World reacts to 'historic landslide' victory of Jacinda Ardern and the Labour Party

October 18, 2020

The Labour leader, in a speech to party faithful at Auckland Town Hall, pledged to rebuild New Zealand stronger following the pandemic.

The “landslide victory” of Jacinda Ardern and the Labour Party in the 2020 election is making headlines around the world.

It was revealed last night that Ardern would remain as New Zealand’s Prime Minister for another three years, with her party taking 49 per cent of votes.

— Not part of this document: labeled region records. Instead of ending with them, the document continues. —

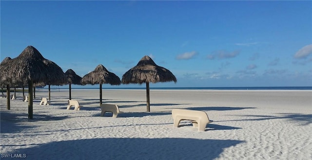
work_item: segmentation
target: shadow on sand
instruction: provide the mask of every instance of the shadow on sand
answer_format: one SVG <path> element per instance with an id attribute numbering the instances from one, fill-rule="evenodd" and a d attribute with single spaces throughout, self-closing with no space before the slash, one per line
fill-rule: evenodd
<path id="1" fill-rule="evenodd" d="M 99 109 L 100 111 L 100 109 Z M 99 116 L 101 114 L 101 112 L 99 112 L 98 113 L 95 114 L 94 116 L 97 117 Z M 164 115 L 171 114 L 171 112 L 120 112 L 118 114 L 117 117 L 143 117 L 147 116 L 156 116 L 156 115 Z M 104 114 L 104 117 L 112 117 L 113 116 L 113 113 L 109 112 L 107 112 Z"/>
<path id="2" fill-rule="evenodd" d="M 177 138 L 94 138 L 33 144 L 15 152 L 25 153 L 30 160 L 213 160 L 225 148 L 243 142 Z"/>

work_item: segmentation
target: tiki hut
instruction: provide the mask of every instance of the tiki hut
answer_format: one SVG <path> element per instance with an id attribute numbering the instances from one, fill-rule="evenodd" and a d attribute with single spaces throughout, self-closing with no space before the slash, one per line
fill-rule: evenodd
<path id="1" fill-rule="evenodd" d="M 2 72 L 4 68 L 6 67 L 6 64 L 7 64 L 8 61 L 10 61 L 12 59 L 10 57 L 5 57 L 3 60 L 0 64 L 0 72 Z M 10 84 L 8 81 L 4 79 L 2 76 L 1 76 L 1 79 L 0 79 L 0 82 L 1 83 L 1 88 L 2 89 L 3 87 L 6 87 L 6 109 L 7 110 L 10 110 Z M 2 93 L 3 94 L 3 90 Z"/>
<path id="2" fill-rule="evenodd" d="M 82 85 L 81 82 L 82 78 L 77 75 L 71 69 L 67 70 L 65 72 L 65 75 L 67 77 L 67 81 L 69 84 L 69 99 L 72 99 L 72 84 Z"/>
<path id="3" fill-rule="evenodd" d="M 1 68 L 1 81 L 16 85 L 28 84 L 28 118 L 33 119 L 34 83 L 64 83 L 66 78 L 62 69 L 52 61 L 45 59 L 31 46 L 28 46 L 17 57 L 6 62 Z"/>
<path id="4" fill-rule="evenodd" d="M 99 64 L 92 72 L 85 75 L 81 79 L 83 85 L 99 84 L 99 104 L 102 104 L 102 84 L 120 85 L 120 79 L 115 74 L 109 72 L 102 64 Z"/>
<path id="5" fill-rule="evenodd" d="M 169 70 L 157 65 L 148 56 L 142 58 L 136 65 L 123 74 L 121 80 L 123 84 L 146 83 L 146 107 L 148 112 L 150 112 L 149 83 L 171 81 L 176 82 L 175 75 Z"/>

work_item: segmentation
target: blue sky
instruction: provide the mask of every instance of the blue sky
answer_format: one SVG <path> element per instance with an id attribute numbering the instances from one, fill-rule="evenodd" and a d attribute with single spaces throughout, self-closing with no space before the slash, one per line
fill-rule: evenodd
<path id="1" fill-rule="evenodd" d="M 151 87 L 312 86 L 311 1 L 0 5 L 1 61 L 31 45 L 81 77 L 101 64 L 121 79 L 150 56 L 177 80 Z"/>

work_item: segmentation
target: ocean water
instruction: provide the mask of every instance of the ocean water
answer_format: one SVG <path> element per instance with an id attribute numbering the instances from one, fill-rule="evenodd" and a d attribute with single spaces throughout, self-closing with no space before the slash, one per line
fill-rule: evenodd
<path id="1" fill-rule="evenodd" d="M 59 88 L 68 89 L 68 88 Z M 72 89 L 98 89 L 98 88 L 75 88 Z M 103 88 L 102 89 L 145 89 L 145 87 Z M 312 86 L 306 87 L 150 87 L 156 90 L 311 90 Z"/>

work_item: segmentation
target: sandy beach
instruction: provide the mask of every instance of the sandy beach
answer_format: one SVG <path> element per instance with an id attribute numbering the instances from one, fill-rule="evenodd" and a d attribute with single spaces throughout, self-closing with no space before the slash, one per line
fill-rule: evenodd
<path id="1" fill-rule="evenodd" d="M 100 117 L 99 90 L 72 91 L 80 111 L 67 110 L 68 90 L 36 90 L 34 119 L 22 93 L 0 98 L 1 159 L 29 160 L 311 160 L 311 90 L 103 90 L 117 105 L 116 118 Z M 214 122 L 198 131 L 173 127 L 173 109 L 203 111 Z"/>

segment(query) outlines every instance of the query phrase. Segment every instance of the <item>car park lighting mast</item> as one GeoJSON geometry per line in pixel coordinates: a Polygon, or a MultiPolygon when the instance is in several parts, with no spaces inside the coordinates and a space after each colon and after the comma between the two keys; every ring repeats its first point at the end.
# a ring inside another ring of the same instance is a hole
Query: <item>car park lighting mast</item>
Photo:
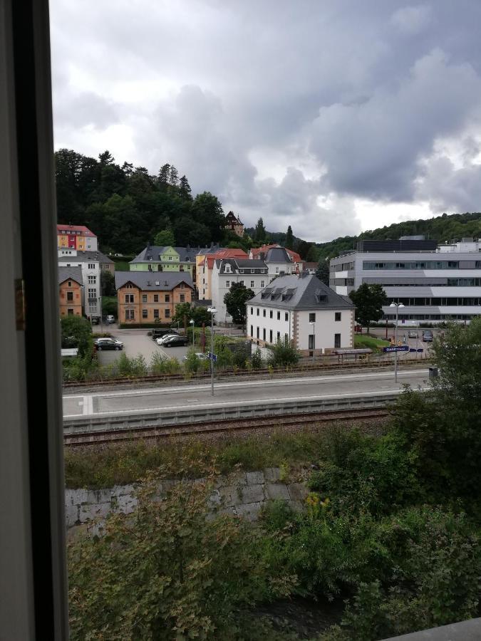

Today, the world’s media has reacted to the sweeping win.

In the United Kingdom, the result made the cut for the BBC’s home page where it was dubbed a “landslide victory”.

The Guardian mentioned the fact that Kiwis had given Labour “more votes than at any other election in past five decades”. The news agency also commended Ardern's partner Clarke Gayford for delivering food to media outside their home on election night. 

Sky News said Ardern’s popularity had “soared earlier this year” for leading a “successful effort to combat the coronavirus crisis”.

United States news agency Slate said Ardern had “easily won a second term”, while the New York Times said, “The global left had fallen hard for Prime Minister Jacinda Ardern of New Zealand”.

Huffington Post commended the leader for storming to re-election, ushering in “New Zealand’s first purely left-leaning government in decades”, and turning speaking from the heart and smiling through adversity into a “winning formula for a blowout re-election”.

Across the ditch in Australia, Nine News dubbed the win "historic", as the "Labour Party scored it's greatest result in 50 years".

Analysis from another Aussie news site, news.com.au, said Ardern had been expected to do well "but not this well".

"Jacinda Ardern’s Labour Party has won the New Zealand election – and then some," the story's first line read.